Hoje, é possível vender roupas que não se quer mais, alugar bolsas e até bicicletas.
Ilustração: Marcela Scheid
O conceito de consumidor está mudando. Ele não é mais apenas o cidadão que compra, compra e só compra. O perfil passou a incorporar a ação de oferecer o que se adquiriu, permitindo que mais gente usufrua. E – por que não? – obtendo lucros com isso. Nesse processo, as redes sociais e a tecnologia da mobilidade tiveram um papel-chave: com um smartphone, acessamos, da rua, o aplicativo para chamar o táxi sem precisar ligar para a central – ou nos conectamos com um grupo que dá carona a um preço quase simbólico. A mesma conexão vale para alugar o cortador de grama, vender o vestido de festa empacado no armário, trocar aulas de espanhol por lições de violão.

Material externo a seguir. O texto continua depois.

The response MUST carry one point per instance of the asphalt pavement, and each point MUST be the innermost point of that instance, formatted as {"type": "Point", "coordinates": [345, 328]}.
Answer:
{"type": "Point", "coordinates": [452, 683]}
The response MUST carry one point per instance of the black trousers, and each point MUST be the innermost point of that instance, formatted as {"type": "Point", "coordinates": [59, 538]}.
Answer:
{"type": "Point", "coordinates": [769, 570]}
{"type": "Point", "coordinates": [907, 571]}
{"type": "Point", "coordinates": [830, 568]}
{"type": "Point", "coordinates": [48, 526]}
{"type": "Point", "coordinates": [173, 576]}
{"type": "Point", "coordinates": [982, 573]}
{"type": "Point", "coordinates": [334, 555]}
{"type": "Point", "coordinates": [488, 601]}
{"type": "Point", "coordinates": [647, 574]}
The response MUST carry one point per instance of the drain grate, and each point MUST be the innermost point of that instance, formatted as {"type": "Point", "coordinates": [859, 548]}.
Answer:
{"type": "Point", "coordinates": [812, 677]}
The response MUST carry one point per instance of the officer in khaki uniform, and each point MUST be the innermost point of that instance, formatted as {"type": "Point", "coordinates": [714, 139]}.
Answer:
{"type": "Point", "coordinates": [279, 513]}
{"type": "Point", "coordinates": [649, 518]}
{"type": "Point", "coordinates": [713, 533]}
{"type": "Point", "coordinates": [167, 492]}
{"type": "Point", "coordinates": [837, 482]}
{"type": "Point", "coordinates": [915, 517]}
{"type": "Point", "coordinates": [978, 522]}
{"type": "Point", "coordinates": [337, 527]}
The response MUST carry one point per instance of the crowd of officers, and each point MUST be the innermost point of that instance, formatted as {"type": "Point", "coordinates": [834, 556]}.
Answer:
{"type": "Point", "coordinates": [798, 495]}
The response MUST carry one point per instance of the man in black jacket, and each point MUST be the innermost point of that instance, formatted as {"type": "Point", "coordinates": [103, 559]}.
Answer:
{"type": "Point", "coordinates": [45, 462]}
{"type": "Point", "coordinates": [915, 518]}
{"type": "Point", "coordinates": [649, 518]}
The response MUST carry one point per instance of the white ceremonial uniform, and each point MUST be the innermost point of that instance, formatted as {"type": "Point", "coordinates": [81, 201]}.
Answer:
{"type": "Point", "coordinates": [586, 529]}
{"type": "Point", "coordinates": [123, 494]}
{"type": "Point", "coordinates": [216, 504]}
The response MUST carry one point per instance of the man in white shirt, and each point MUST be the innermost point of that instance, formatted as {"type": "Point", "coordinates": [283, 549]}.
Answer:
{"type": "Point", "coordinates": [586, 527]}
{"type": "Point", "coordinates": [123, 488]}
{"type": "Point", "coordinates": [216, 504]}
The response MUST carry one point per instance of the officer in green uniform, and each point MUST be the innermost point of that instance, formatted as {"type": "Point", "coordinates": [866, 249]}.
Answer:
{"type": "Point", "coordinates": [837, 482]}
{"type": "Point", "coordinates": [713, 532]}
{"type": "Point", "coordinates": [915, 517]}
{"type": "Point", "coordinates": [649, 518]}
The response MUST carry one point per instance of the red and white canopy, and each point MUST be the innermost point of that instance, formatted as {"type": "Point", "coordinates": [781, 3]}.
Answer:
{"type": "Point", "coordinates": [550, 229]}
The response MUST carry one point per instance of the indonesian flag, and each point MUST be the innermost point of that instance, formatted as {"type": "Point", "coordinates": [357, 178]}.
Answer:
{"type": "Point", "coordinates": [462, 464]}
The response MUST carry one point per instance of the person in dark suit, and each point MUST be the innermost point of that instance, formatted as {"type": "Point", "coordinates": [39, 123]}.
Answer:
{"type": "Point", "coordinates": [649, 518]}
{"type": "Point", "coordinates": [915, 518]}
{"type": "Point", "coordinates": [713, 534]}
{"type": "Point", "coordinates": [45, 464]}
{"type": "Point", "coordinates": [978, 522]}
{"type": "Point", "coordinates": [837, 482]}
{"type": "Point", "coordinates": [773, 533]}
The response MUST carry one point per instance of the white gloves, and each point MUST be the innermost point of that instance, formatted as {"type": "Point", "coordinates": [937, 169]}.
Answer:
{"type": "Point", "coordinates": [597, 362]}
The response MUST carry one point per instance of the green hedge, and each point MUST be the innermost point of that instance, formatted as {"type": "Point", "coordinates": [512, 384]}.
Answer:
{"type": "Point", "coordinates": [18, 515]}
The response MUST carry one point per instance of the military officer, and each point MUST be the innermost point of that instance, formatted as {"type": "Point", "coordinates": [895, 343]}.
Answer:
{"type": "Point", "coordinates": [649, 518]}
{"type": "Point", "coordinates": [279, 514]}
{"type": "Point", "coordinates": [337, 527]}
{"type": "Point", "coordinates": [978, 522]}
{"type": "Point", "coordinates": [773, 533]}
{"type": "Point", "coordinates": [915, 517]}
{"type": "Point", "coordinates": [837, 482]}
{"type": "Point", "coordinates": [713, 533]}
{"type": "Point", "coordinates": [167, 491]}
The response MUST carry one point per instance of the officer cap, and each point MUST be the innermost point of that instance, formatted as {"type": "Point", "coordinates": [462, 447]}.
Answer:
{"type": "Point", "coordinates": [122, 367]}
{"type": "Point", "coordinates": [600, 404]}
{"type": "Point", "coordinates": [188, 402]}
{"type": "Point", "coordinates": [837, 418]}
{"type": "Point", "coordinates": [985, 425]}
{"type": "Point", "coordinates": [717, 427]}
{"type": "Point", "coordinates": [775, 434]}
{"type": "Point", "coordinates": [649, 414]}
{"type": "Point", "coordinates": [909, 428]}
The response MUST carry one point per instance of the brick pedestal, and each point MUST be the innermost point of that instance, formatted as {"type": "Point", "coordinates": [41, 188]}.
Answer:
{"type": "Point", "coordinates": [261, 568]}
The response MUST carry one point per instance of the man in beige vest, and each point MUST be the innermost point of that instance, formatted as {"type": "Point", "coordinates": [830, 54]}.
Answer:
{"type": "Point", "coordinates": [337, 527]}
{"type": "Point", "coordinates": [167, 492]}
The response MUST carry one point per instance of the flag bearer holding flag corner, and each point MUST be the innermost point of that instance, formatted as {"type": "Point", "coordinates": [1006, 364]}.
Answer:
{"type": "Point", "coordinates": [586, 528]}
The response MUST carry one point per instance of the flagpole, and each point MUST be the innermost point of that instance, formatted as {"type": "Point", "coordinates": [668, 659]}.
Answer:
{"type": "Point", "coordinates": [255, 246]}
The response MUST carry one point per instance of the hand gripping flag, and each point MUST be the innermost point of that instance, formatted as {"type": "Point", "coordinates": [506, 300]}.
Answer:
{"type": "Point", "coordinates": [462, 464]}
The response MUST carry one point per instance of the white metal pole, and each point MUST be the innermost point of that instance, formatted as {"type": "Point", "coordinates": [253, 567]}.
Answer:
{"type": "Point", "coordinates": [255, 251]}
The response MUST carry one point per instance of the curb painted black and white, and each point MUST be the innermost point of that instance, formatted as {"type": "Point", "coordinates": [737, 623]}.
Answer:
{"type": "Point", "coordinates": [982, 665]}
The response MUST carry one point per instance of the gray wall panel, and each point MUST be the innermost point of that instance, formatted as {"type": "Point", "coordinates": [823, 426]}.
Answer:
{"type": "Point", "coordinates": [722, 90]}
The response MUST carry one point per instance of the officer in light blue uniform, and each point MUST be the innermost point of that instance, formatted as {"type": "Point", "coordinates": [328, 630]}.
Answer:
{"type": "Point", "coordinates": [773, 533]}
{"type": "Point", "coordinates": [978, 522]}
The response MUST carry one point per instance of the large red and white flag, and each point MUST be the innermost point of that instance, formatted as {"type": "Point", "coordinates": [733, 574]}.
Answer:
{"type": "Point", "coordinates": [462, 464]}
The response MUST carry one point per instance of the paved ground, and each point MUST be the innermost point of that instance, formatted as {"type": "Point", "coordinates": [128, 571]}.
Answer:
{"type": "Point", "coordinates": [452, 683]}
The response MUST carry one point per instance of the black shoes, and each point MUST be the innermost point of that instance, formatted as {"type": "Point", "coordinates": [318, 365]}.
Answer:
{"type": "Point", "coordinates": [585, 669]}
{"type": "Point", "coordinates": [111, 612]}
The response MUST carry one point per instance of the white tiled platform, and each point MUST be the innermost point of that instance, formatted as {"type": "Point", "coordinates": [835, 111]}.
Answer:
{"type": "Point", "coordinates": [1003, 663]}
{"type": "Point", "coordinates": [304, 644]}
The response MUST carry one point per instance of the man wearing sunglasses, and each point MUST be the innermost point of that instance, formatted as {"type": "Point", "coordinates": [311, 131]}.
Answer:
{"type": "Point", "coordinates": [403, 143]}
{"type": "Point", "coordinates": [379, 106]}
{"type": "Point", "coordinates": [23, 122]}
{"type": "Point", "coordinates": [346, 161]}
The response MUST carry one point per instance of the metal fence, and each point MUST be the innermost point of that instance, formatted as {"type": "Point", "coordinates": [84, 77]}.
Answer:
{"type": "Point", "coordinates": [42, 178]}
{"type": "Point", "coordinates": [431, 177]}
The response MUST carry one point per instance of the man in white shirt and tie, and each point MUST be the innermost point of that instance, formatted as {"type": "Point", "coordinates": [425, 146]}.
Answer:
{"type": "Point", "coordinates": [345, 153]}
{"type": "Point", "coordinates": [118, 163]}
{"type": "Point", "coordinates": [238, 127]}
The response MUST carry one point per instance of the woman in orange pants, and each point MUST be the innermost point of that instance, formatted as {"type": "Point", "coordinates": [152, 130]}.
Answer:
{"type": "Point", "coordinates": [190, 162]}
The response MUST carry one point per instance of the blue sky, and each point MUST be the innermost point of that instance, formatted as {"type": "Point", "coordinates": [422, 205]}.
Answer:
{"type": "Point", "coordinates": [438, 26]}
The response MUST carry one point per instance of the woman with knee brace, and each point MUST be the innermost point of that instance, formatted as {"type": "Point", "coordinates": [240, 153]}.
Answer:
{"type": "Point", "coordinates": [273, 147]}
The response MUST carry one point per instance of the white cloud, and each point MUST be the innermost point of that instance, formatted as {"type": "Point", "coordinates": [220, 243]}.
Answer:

Veja a seguir quatro histórias de brasileiros que surfam na onda do compartilhamento e o que eles fazem para se dar bem.
1. A casa é nossa
Após alugar apartamentos em viagens, a guia de turismo Silvia Ferraz resolveu fazer o mesmo com a sua casa.
Foto: Acervo pessoal
“Quando viajo, prefiro alugar um apartamento pelo site Airbnb a ficar em hotéis. É mais gostoso, tenho privacidade e posso viver uns dias em bairros não turísticos – onde ficam os hotéis. Adoro ir ao supermercado, fazer uma comidinha… Há uns dois anos, inspirada por essa experiência, resolvi alugar o meu apartamento na Gávea, no Rio de Janeiro. Faço isso sempre que estou fora, e o dinheiro é bem-vindo. Um fotógrafo do site fez fotos, e elas revelam o aconchego que criei ali. Nunca tive problema com os hóspedes. Seleciono olhando o histórico oferecido pelo próprio Airbnb. Para a Copa, só aceitei casais e famílias. Mas, depois que o hóspede entra, aí é na base da confiança. Conhecer antes não é garantia de nada. Tive amigos que vieram e largaram a casa revirada. Já pessoas que nunca vi na vida arrumaram, limparam, deixaram tudo um brilho. Entrego as chaves acreditando que vão zelar pelo que é meu. A sensação é de ter uma relação mais íntima: peço para cuidar das plantas, deixo a senha do wi-fi, a lista de comida delivery e dicas do bairro. Tranco coisas importantes, o resto fica à vontade. Podem usar meus temperos, ver fotos, pegar um livro na estante. Na casa de outra pessoa, também me comporto como se fosse minha.”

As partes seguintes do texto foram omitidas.